И тут я понял, что этот вопрос легче задать, чем на него ответить. Я понял, почему Лежон бездействует. Ему нечего делать, у него нет ни одного друга, ему не к кому обратиться в минуту опасности. До сих пор он всегда опирался на сверхчеловеческую силу и власть своего начальства, теперь начальства нет и он один стоит лицом к лицу с людьми, которых он так долго истязал и над которыми так бессмысленно издевался. Теперь его гибель неизбежна.

Тут мне пришла в голову новая мысль: возможно, что он послал за помощью в Токоту. Там стояли сенегальцы и рота легионеров на мулах и верблюдах. Возможно, что он ожидал прибытия этой помощи и потому не действовал. Нет, я знаю Лежона, он скорее дал бы себя убить, чем закричал бы караул. Ведь он всю жизнь хвастался той дисциплиной, которую насаждал в своем отряде, и никогда не согласился бы признаться, что боится своих солдат. Это отняло бы у него всякую возможность дальнейшего продвижения по службе. Кроме того, это помешало бы ему в его «охоте за бриллиантом». Нет, никакого призыва о помощи из Зиндернефа в Токоту отправлено не было.

Я метался на своей горячей и неудобной постели, пытаясь разрешить эти неразрешимые вопросы. Наконец, совершенно изнемогший, я признался себе, что не знаю, что делал бы на месте Лежона.

Может быть, лучше всего для него было бы обратиться к «честным» мятежникам, арестовать при их помощи группу воров и потом с повинной обратиться к мятежникам и обещать исправиться… Но за что арестовывать воров, под каким предлогом? И потом, разве мятежники поверили бы, что сержант Лежон способен исправиться? И разве Лежон смог бы перед кем-нибудь склониться?

Я почувствовал, что я в тупике, и, чтобы начать думать наново, повернулся на другой бок. При этом я повернулся лицом к двери. Она была открыта, и в ней стоял Лежон.

Он стоял с револьвером в руке – совершенно один – и внимательно осматривал все койки… Кого он собирался застрелить? Я почувствовал, что это начало конца и инстинктивно приподнялся на локте. Он сразу заметил меня, приложил палец к губам, а потом поманил меня к себе. Ничего не понимая, я не двигался. Он свирепо нахмурился и снова позвал меня быстрым и повелительным движением руки.

В чем дело? Чего он хочет? Убить меня на дворе или заставить вызвать Майкла? Что мне делать: просто отказаться повиноваться или попытаться наброситься на него, вырвать у него револьвер и убить?.. Но привычка к повиновению взяла свое, и, не успев додумать своих мыслей, я натянул штаны и рубашку и на цыпочках подошел к двери.
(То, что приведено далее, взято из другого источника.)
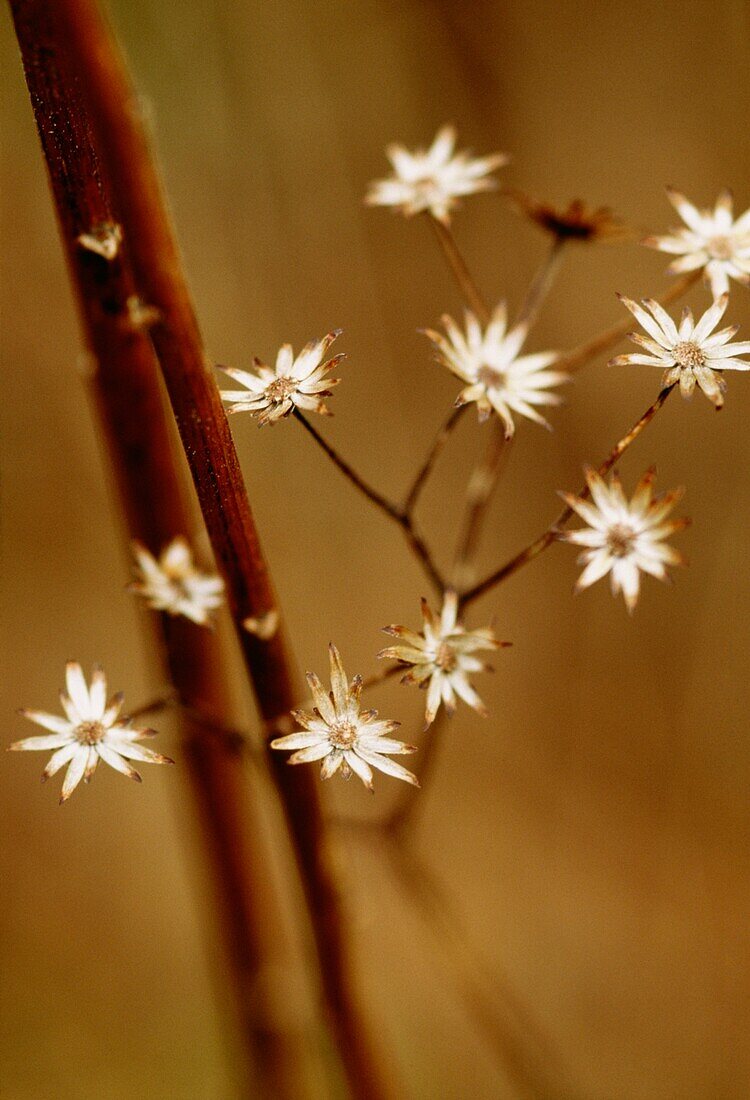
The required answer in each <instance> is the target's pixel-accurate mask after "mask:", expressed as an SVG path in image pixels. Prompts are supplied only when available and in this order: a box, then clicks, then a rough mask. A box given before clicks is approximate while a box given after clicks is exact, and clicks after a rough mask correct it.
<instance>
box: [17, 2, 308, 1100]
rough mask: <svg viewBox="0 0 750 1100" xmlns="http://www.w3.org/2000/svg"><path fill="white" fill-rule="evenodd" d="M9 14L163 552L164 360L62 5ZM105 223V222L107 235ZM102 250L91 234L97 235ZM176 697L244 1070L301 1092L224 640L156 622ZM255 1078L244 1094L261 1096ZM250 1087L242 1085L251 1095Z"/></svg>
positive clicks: (302, 1045) (110, 434)
mask: <svg viewBox="0 0 750 1100" xmlns="http://www.w3.org/2000/svg"><path fill="white" fill-rule="evenodd" d="M11 9H12V13H13V18H14V22H15V29H16V33H18V38H19V44H20V46H21V52H22V56H23V64H24V69H25V74H26V80H27V84H29V91H30V95H31V99H32V105H33V107H34V112H35V116H36V122H37V127H38V132H40V138H41V141H42V146H43V152H44V156H45V160H46V164H47V169H48V173H49V180H51V185H52V190H53V196H54V200H55V206H56V210H57V216H58V221H59V227H60V231H62V238H63V245H64V249H65V253H66V257H67V261H68V265H69V271H70V276H71V281H73V285H74V289H75V292H76V296H77V304H78V308H79V313H80V319H81V324H82V330H84V337H85V340H86V342H87V344H88V349H89V352H90V354H91V360H92V363H93V364H95V365H93V368H92V371H91V372H90V375H89V381H88V385H89V390H90V394H91V397H92V399H93V406H95V415H96V418H97V421H98V425H99V428H100V430H101V434H102V437H103V440H104V443H106V448H107V452H108V456H109V460H110V464H111V467H112V472H113V474H114V478H115V483H117V488H118V493H119V498H120V502H121V505H122V509H123V511H124V515H125V519H126V527H128V533H129V536H130V537H131V538H137V539H139V540H141V541H143V542H144V543H145V544H147V546H148V547H151V548H152V549H153V550H154V551H155V552H158V551H159V550H161V549H162V548H163V547H164V546H165V544H166V543H167V542H169V541H170V540H172V539H173V538H174V537H175V536H177V535H180V536H186V537H187V536H189V535H190V533H191V532H194V531H195V529H196V521H195V515H194V509H192V508H191V507H190V504H189V499H188V496H187V492H186V488H187V486H186V484H185V480H184V475H183V472H181V469H180V467H179V466H178V464H177V462H176V452H175V450H174V447H173V434H174V431H173V429H172V428H170V425H169V419H168V414H167V411H166V409H165V407H164V401H163V397H162V392H161V384H159V379H158V372H157V365H156V362H155V359H154V354H153V350H152V348H151V344H150V341H148V339H147V335H145V333H144V332H143V331H140V330H139V329H137V328H133V327H132V326H131V312H130V309H129V303H130V301H131V299H132V297H133V295H134V293H135V285H134V283H133V279H132V275H131V273H130V271H129V268H128V266H126V264H125V263H124V262H123V256H122V254H121V252H120V251H119V249H118V248H115V250H114V254H113V255H111V257H109V259H108V257H107V256H104V255H102V254H100V253H98V252H96V251H91V250H90V249H87V248H84V246H81V245H80V244H79V243H78V242H79V238H81V237H84V238H86V237H87V235H89V237H90V235H91V234H92V233H95V234H96V233H98V234H99V235H100V237H101V238H102V239H103V240H107V234H109V240H110V242H114V244H117V237H118V234H117V232H115V230H114V217H113V212H112V205H111V199H110V195H109V188H108V185H107V182H106V179H104V178H103V175H102V172H101V167H100V163H99V157H98V155H97V150H96V147H95V142H93V138H92V134H91V130H90V127H89V120H88V114H87V109H86V106H85V103H84V102H82V99H81V96H80V89H79V85H78V81H77V79H76V78H75V77H74V75H73V73H74V70H73V69H71V67H70V64H69V61H68V58H67V57H66V55H65V52H64V51H63V50H62V47H60V38H59V34H58V25H57V24H56V22H55V17H54V14H53V7H52V5H51V4H49V3H48V2H46V3H45V2H42V0H13V2H12V3H11ZM104 227H109V229H108V230H107V229H106V228H104ZM95 241H96V235H95ZM153 621H154V623H156V621H158V623H159V626H161V636H162V645H163V649H164V656H165V659H166V665H167V669H168V673H169V678H170V680H172V682H173V684H174V690H173V691H172V692H170V693H169V694H165V695H162V696H161V697H159V698H158V700H156V701H152V702H151V703H150V704H147V705H146V706H144V707H141V708H140V709H139V711H137V712H134V713H135V714H141V715H143V714H145V713H154V712H155V711H157V709H159V708H163V707H165V706H168V705H173V704H174V703H175V701H179V702H180V704H181V707H180V709H179V711H178V712H177V718H178V723H179V727H180V734H181V740H183V744H184V746H185V749H186V758H187V766H188V767H187V772H188V779H189V782H190V788H191V791H192V795H194V798H195V800H196V803H197V807H198V813H199V820H200V826H201V832H202V835H203V840H205V847H206V854H207V858H208V862H209V867H210V871H211V878H212V880H213V884H214V891H216V895H217V902H218V909H219V916H220V923H221V924H222V925H223V936H224V939H225V943H227V954H228V963H229V971H230V975H231V978H232V986H233V991H234V1000H235V1003H236V1008H238V1018H239V1020H240V1022H241V1030H242V1036H243V1041H244V1046H245V1056H246V1058H245V1060H246V1063H247V1067H246V1068H247V1069H250V1065H251V1064H254V1065H255V1067H256V1073H257V1077H258V1079H260V1084H261V1085H262V1087H263V1089H264V1090H265V1089H269V1090H272V1091H273V1092H274V1095H278V1096H280V1097H287V1098H289V1100H291V1098H293V1097H296V1096H298V1095H299V1092H298V1090H299V1088H300V1079H299V1070H298V1067H299V1065H300V1060H304V1053H302V1052H304V1045H302V1043H304V1037H302V1036H301V1035H296V1036H295V1035H294V1034H289V1033H288V1031H287V1029H286V1027H285V1026H282V1025H280V1023H279V1021H277V1020H275V1019H274V1012H273V1009H272V1005H271V1004H269V1003H266V1001H265V991H264V988H263V986H262V985H260V983H258V979H261V978H262V977H263V976H264V975H265V974H267V972H269V970H273V968H274V966H275V965H277V964H276V963H275V960H277V959H278V955H279V946H278V933H277V927H276V925H277V923H278V908H277V906H278V899H277V898H275V887H274V886H273V881H272V879H271V877H269V873H268V869H267V868H268V854H267V853H266V851H263V850H262V848H261V846H260V844H258V837H260V835H261V829H260V824H258V821H257V820H256V815H255V811H254V809H253V806H252V804H250V803H249V801H247V796H246V789H245V778H244V775H243V770H242V767H241V762H240V761H239V759H238V756H236V751H235V749H231V748H229V747H228V746H227V745H225V744H224V742H222V741H221V740H220V739H218V738H217V737H216V736H214V734H213V731H212V727H213V726H214V725H216V724H218V723H223V720H225V715H227V707H228V705H229V701H230V698H231V691H230V685H229V682H228V679H227V672H225V671H224V670H225V669H227V667H228V663H229V654H228V653H227V652H225V646H223V645H222V643H221V641H220V639H219V636H218V635H213V634H211V632H210V631H207V630H201V629H199V628H197V627H195V626H194V625H191V624H188V623H187V621H176V620H170V619H169V618H168V617H167V616H161V617H158V618H157V617H156V616H154V618H153ZM257 1085H258V1080H255V1079H253V1081H252V1084H251V1082H247V1085H246V1087H247V1088H251V1087H257ZM243 1087H244V1086H243Z"/></svg>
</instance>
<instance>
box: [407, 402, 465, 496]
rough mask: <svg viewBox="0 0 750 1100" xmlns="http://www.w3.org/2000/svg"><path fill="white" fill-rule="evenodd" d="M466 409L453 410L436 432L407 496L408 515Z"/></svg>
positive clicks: (461, 408)
mask: <svg viewBox="0 0 750 1100" xmlns="http://www.w3.org/2000/svg"><path fill="white" fill-rule="evenodd" d="M466 408H467V406H466V405H460V406H457V408H452V409H451V411H450V412H449V415H448V417H446V418H445V420H444V421H443V423H442V425H441V426H440V428H439V429H438V431H437V432H435V437H434V439H433V440H432V445H431V447H430V450H429V451H428V454H427V458H426V459H424V461H423V463H422V464H421V466H420V467H419V470H418V472H417V475H416V477H415V480H413V481H412V483H411V486H410V488H409V492H408V493H407V494H406V498H405V500H404V506H402V509H401V510H402V511H404V513H406V514H407V515H411V513H412V511H413V510H415V508H416V507H417V500H418V499H419V497H420V495H421V492H422V489H423V488H424V485H426V484H427V481H428V478H429V476H430V474H431V473H432V470H433V467H434V464H435V462H437V461H438V459H439V458H440V455H441V454H442V450H443V448H444V447H445V443H446V442H448V440H449V439H450V437H451V432H452V431H453V429H454V428H455V426H456V423H457V422H459V420H460V419H461V417H462V416H463V414H464V411H465V410H466Z"/></svg>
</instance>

– Следуй за мной, – сказал Лежон и повел меня в свою комнату. Закрыв дверь и усевшись на стол в своей голой и неуютной каморке, он долго, испытующе смотрел на меня. Его глаза были такими свирепыми, какими я их еще никогда не видал.

– Послушай, прохвост, хочешь остаться в живых? – внезапно зарычал он.

– Вообще говоря, да, господин сержант-мажор, – ответил я, пытаясь не говорить раболепным голосом.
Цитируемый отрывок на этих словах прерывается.